MedTech1: What do you see in the next five years?

Dr. Schwaitzberg: I see a greater amount of computer integration into our equipment. I also see a greater amount of information gathering. I believe we will hook hospital networks directly into the operating room so we can take advantage of radiology services and real-time consultative services, among other things. I see diffusion of other technologies, such as voice activation, so that we will be able to control the equipment remotely. I see miniaturization of equipment. Our TV monitors will become flat panels. Lightweight goggles will replace TV screens altogether because of their improved ergonomics. For the surgeons, I see a trend toward a greater concern for the ergonomics of the operating room. The operating room now is not a particularly ergonomic environment, and there are papers written about repetitive stress injuries in surgeons.

We surgeons still use scalpels, hemostats, and pick-ups for many operations. But for other types of surgery where we can employ technology, it is completely different.

MedTech1: What is the most recent surgery you have done?

Dr. Schwaitzberg: I did a laparoscopic appendectomy on a fellow surgeon. Operating on a colleague is a tremendous responsibility and privilege.

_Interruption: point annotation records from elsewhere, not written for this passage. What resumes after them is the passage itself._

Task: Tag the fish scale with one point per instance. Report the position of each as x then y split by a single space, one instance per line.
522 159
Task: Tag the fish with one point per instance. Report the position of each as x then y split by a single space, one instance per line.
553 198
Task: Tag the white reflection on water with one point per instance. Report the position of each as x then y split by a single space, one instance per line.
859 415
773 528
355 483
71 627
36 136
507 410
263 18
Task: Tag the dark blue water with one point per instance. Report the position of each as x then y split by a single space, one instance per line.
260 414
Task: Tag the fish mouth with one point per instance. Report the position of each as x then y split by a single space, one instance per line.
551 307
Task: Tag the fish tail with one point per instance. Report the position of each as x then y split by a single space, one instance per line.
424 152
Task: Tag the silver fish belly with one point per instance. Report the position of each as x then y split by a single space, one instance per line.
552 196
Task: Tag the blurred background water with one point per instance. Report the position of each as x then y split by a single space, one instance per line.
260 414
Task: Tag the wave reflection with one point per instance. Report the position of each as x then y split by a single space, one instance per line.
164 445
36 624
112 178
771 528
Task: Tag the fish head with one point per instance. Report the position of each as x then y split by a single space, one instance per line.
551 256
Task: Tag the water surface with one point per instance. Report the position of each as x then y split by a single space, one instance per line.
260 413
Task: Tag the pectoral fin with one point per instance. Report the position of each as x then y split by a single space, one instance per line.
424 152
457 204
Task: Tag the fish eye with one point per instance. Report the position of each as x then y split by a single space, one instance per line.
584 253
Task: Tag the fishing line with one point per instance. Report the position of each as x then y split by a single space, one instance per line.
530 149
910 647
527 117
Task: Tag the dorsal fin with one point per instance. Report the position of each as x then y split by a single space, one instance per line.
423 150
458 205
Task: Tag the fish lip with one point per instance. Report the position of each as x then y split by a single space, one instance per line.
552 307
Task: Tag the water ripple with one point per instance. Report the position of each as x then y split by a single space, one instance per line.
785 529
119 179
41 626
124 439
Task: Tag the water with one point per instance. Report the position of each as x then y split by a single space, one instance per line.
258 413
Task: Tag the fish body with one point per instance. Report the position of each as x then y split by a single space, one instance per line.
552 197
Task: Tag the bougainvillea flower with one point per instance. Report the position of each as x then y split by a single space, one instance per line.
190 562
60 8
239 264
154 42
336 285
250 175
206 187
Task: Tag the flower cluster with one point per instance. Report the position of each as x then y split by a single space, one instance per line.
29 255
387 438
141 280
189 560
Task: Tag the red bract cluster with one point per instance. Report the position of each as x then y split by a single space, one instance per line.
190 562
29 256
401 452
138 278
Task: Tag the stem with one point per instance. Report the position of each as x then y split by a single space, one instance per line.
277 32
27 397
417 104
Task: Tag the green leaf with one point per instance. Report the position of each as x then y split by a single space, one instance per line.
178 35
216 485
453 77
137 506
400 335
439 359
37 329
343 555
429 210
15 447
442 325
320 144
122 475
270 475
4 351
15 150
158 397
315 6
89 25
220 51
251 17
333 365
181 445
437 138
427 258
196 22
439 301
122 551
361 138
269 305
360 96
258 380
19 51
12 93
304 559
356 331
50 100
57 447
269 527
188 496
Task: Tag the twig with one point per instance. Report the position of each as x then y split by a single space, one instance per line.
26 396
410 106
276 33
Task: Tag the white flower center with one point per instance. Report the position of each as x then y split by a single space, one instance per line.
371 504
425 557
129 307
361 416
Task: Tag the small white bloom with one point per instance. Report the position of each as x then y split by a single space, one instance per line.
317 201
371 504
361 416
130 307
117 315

MedTech1: Do you have a favorite type of surgery?

Dr. Schwaitzberg: I like doing endocrine surgery, which is surgery on the pancreas, the adrenal gland, the thyroids. The surgery is very challenging, the cases are very interesting, and you can really help the patients. That is the most important part.

The nature of surgery is that you meet people with a problem, and you hopefully solve their problem. You hope they, and you, go away a little better for the experience. The number of long-term patients that I’ve had over the years is small. But I have the privilege of meeting lots of new people.

We do cancer surgery as well as procedures that are not quite as terrifying, such as hernia surgery. Patients with hernias have problems that need to get fixed, but they generally experience a more pleasant office interaction because the patient is not afraid of dying. Each operation needs to be performed with a technical seriousness, but the situation is not tense in the same way a life and death procedure can be.